Putting it all together, the Agent setup will look like the following:

from crewai import Agent, Task, Crew, Process, LLM

import os

def main():

    gateway = os.environ.get('INGRESS_GW_ADDRESS')

    if not gateway:
        raise ValueError("INGRESS_GW_ADDRESS environment variable is not set")
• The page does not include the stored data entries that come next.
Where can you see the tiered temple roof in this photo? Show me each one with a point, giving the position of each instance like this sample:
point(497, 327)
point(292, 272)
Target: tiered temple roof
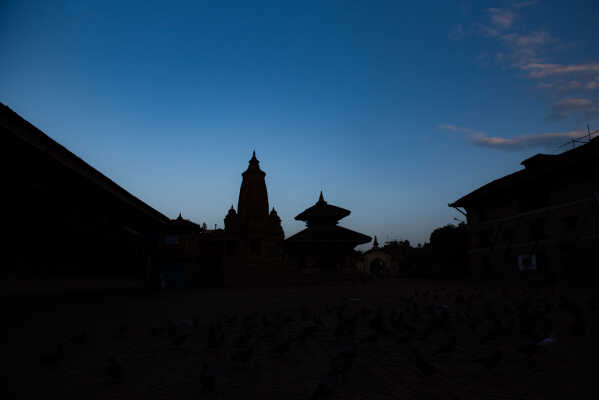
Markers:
point(322, 219)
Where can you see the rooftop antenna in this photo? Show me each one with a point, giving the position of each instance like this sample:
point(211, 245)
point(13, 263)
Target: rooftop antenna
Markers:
point(581, 139)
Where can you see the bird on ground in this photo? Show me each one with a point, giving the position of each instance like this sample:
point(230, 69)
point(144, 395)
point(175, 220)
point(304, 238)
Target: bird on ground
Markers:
point(114, 370)
point(448, 347)
point(178, 341)
point(323, 390)
point(122, 332)
point(207, 380)
point(53, 357)
point(171, 328)
point(421, 364)
point(342, 363)
point(490, 360)
point(243, 356)
point(282, 347)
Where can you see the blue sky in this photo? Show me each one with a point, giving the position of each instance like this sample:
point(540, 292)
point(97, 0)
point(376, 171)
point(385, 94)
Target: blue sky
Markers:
point(394, 110)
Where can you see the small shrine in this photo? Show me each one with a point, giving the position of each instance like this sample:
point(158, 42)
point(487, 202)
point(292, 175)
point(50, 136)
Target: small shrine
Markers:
point(323, 244)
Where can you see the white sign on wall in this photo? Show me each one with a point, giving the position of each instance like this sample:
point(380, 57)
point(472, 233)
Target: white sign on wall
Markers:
point(527, 262)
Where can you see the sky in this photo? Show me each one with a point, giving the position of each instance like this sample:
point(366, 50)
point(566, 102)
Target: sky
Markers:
point(392, 109)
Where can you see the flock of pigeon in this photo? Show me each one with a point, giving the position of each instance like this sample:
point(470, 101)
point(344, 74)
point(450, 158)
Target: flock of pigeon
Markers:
point(438, 343)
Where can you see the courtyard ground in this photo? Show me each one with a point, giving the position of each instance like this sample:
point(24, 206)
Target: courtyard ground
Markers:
point(403, 339)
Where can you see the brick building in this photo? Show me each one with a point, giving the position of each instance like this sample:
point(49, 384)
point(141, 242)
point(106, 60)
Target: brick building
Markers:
point(542, 220)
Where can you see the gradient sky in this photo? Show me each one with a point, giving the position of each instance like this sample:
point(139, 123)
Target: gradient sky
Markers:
point(393, 110)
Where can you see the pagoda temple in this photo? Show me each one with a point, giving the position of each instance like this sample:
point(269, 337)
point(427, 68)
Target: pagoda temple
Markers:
point(254, 236)
point(323, 244)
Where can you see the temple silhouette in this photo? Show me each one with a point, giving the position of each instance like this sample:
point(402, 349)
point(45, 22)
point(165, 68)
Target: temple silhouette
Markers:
point(91, 226)
point(323, 244)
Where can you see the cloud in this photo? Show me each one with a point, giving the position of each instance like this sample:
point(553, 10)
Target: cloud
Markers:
point(566, 107)
point(502, 18)
point(539, 70)
point(480, 138)
point(524, 4)
point(592, 85)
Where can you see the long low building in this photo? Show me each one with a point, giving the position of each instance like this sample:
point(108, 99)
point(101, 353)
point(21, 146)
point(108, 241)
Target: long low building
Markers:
point(542, 220)
point(63, 217)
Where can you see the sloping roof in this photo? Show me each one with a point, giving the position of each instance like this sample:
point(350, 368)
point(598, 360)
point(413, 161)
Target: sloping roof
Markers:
point(537, 166)
point(329, 234)
point(322, 210)
point(182, 224)
point(12, 123)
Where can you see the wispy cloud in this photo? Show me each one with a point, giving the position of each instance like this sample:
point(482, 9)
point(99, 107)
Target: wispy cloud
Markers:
point(480, 138)
point(524, 4)
point(502, 18)
point(571, 88)
point(539, 70)
point(563, 108)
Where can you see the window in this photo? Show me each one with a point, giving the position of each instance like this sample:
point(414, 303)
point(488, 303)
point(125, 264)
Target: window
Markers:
point(172, 239)
point(537, 229)
point(231, 248)
point(255, 247)
point(508, 235)
point(569, 223)
point(485, 238)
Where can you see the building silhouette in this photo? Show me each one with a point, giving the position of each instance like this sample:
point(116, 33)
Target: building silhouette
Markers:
point(63, 217)
point(253, 235)
point(323, 244)
point(542, 220)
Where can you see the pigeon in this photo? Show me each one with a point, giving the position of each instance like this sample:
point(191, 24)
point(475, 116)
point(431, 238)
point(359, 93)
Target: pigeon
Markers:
point(425, 367)
point(179, 341)
point(207, 380)
point(342, 363)
point(114, 370)
point(323, 390)
point(122, 332)
point(54, 357)
point(490, 360)
point(243, 356)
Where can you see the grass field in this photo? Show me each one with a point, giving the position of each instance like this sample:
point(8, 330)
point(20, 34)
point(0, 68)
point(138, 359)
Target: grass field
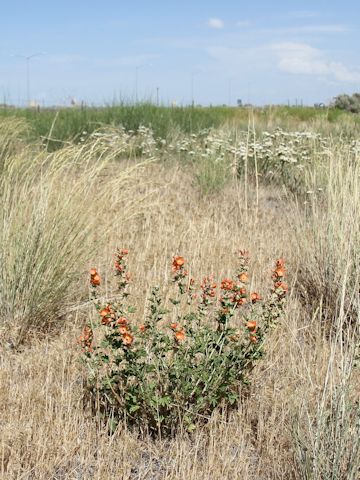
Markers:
point(202, 183)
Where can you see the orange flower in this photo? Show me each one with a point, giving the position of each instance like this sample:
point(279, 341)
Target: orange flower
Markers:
point(255, 297)
point(105, 320)
point(178, 262)
point(121, 321)
point(243, 277)
point(180, 335)
point(240, 301)
point(227, 284)
point(251, 325)
point(95, 280)
point(281, 285)
point(280, 263)
point(128, 339)
point(280, 272)
point(105, 311)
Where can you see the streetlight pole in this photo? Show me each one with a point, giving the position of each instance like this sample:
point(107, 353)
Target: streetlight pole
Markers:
point(28, 58)
point(137, 68)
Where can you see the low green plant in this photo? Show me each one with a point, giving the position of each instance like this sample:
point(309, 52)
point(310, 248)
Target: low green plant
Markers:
point(172, 371)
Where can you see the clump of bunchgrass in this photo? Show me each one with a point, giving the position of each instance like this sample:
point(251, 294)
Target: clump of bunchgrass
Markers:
point(50, 208)
point(172, 369)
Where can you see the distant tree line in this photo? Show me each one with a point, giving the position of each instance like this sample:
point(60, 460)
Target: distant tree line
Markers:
point(350, 103)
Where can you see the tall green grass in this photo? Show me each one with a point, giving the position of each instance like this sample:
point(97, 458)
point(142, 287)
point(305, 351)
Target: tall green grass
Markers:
point(51, 206)
point(66, 124)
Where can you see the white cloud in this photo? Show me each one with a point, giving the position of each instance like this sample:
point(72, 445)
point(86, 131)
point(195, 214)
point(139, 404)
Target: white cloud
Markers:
point(243, 23)
point(303, 59)
point(215, 23)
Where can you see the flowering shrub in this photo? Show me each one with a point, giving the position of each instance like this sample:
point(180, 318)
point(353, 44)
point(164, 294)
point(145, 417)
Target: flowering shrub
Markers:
point(173, 369)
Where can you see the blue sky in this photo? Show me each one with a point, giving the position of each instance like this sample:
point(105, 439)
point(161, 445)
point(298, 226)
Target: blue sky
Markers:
point(213, 52)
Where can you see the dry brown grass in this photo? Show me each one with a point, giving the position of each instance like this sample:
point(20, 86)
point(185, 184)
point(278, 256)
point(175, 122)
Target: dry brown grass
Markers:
point(48, 433)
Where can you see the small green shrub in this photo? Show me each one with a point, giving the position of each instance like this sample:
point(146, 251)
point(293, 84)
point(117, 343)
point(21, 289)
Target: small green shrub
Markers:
point(171, 372)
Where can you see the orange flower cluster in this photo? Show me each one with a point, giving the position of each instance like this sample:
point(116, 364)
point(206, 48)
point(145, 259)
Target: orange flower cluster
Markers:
point(255, 297)
point(251, 326)
point(239, 298)
point(107, 315)
point(243, 277)
point(120, 254)
point(85, 339)
point(94, 277)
    base_url = f"http://{gateway}:8080/anthropic"
    print(f"Using base_url: {base_url}")

    # agentgateway returns a OpenAI-compatible format, so use provider="openai"
    # This happens at the `replaceFullPath: /v1/chat/completions` in the `HTTPRoute` object
    agentgateway_proxy = LLM(
        provider="openai",
        base_url=base_url,
        model="claude-3-5-haiku-latest",
        api_key="testingtesting"  # agentgateway handles auth, but the OpenAI provider requires a key
    )

    search = Agent(
        role="agentgateway traffic router",
        goal="Tell us what agentgateway is",
        backstory="An expert in agentgateway",
        llm=agentgateway_proxy,
    )

    job = Task(
        description="Let us know EXACTLY what agentgateway is",
        expected_output="The best possible definition on agentgateway",
        agent=search
    )

    crew = Crew(
        agents=[search],
        tasks=[job],
        verbose=True,
        process=Process.sequential
    )

    crew.kickoff()

    
if __name__ == '__main__':
    main()

Now, every time you use your Agent, you will be able to route that traffic through agentgateway as your AI Gateway. You can now begin to observe and secure your Agentic traffic.